US home prices make new all-time-highs.
Washington printed $23 trillion and sold you the inflation as a bull market in real estate pic.twitter.com/UYuRHry8YB
— Kurt S. Altrichter, CRPS® (@kurtsaltrichter) July 13, 2026
Something about the housing market does not add up.
Home prices are sitting at or near all-time highs.
But underneath that headline is a demographic problem that could become much harder to ignore.
The U.S. has created roughly $23 trillion through years of stimulus, debt expansion, and monetary support.
A lot of that money helped push asset prices higher, including real estate.
So on paper, housing looks stronger than ever.
But the buyer base is changing.
Birth rates have fallen roughly 60% since 1991.
In 2025, births dropped again, reaching one of the lowest levels on record.
At the same time, deaths continue rising.

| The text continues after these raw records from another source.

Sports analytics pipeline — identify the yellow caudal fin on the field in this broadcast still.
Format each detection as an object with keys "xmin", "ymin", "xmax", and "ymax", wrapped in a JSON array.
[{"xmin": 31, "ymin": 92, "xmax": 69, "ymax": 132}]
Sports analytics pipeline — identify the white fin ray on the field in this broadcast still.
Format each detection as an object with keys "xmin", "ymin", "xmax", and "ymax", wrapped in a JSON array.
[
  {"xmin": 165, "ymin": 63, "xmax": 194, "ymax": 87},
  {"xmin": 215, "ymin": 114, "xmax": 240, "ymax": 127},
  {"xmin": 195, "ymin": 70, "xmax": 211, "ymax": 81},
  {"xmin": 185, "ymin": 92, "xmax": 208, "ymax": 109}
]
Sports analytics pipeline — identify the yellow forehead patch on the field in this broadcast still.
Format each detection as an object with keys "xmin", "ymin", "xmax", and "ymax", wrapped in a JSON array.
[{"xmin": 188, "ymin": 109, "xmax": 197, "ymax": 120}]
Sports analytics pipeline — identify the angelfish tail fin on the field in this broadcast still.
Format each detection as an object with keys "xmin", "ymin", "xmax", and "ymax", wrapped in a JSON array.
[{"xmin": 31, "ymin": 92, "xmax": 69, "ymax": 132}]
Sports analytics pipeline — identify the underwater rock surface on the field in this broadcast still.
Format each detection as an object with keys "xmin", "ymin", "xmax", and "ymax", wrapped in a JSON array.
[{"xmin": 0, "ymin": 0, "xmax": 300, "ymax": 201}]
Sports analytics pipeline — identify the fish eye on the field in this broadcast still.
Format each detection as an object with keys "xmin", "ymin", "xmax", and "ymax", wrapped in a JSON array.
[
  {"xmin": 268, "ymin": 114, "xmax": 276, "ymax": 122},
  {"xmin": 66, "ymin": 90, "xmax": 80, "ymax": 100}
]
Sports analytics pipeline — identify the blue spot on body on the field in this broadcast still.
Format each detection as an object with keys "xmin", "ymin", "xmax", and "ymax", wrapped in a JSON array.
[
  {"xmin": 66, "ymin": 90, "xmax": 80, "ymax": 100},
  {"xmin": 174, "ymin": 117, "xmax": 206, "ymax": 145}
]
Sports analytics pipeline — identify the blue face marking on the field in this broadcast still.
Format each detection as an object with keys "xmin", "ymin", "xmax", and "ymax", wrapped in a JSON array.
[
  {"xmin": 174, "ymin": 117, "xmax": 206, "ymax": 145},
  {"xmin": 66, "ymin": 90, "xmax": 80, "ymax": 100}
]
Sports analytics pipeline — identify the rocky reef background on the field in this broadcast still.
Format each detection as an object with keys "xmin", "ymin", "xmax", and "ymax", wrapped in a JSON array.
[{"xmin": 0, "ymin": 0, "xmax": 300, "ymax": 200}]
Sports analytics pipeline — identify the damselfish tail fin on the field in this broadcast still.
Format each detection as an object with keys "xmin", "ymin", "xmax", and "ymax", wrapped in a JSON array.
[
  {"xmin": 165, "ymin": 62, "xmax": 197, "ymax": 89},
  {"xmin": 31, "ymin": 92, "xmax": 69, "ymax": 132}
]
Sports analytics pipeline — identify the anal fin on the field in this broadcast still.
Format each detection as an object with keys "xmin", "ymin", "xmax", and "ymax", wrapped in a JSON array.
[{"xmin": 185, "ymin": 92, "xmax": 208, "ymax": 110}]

By around 2034, projections show the U.S. could reach a point where deaths exceed births without immigration offsetting the decline.
One of the most concerning trends for the U.S. housing market is the declining birth rate.
The birth rate fell to barely over 1% of the U.S population in 2025. At the same time, the death rate is increasing.
And by 2034, the U.S. will likely have more deaths than births. (aka… pic.twitter.com/iCP1PiGPhm
— Nick Gerli (@nickgerli1) July 13, 2026
That creates a very different housing equation.
Fewer young families means fewer first-time buyers.
Fewer people upsizing into larger homes.
More aging homeowners eventually means more estate sales and additional supply entering the market.
Some states are already seeing this play out.
West Virginia, Maine, and Vermont have around 30% more deaths than births.
Parts of Florida, Oregon, Pennsylvania, Alabama, and Ohio are also seeing natural population decline.
Other countries already went through this.
Japan saw its working-age population decline in the 1990s.
Over the following two decades, home prices fell 53% nominally and still remain below early 1990s levels.
China is now in its fourth year of a housing downturn, with prices reaching their lowest levels since 2015 after entering population decline.
Canada saw its first population decline and home prices dropped 23% in three years.
The U.S. is not Japan or China.
Migration patterns matter.
Local economies matter.
Some cities will continue attracting people.
But the basic math is difficult to ignore.
A housing market needs buyers.
And the number of future buyers is shrinking.
The strange part is real estate can look healthy on paper while becoming weaker underneath.
Record prices do not always mean a strong market.
Sometimes they are just the last chapter before the buyer pool starts changing.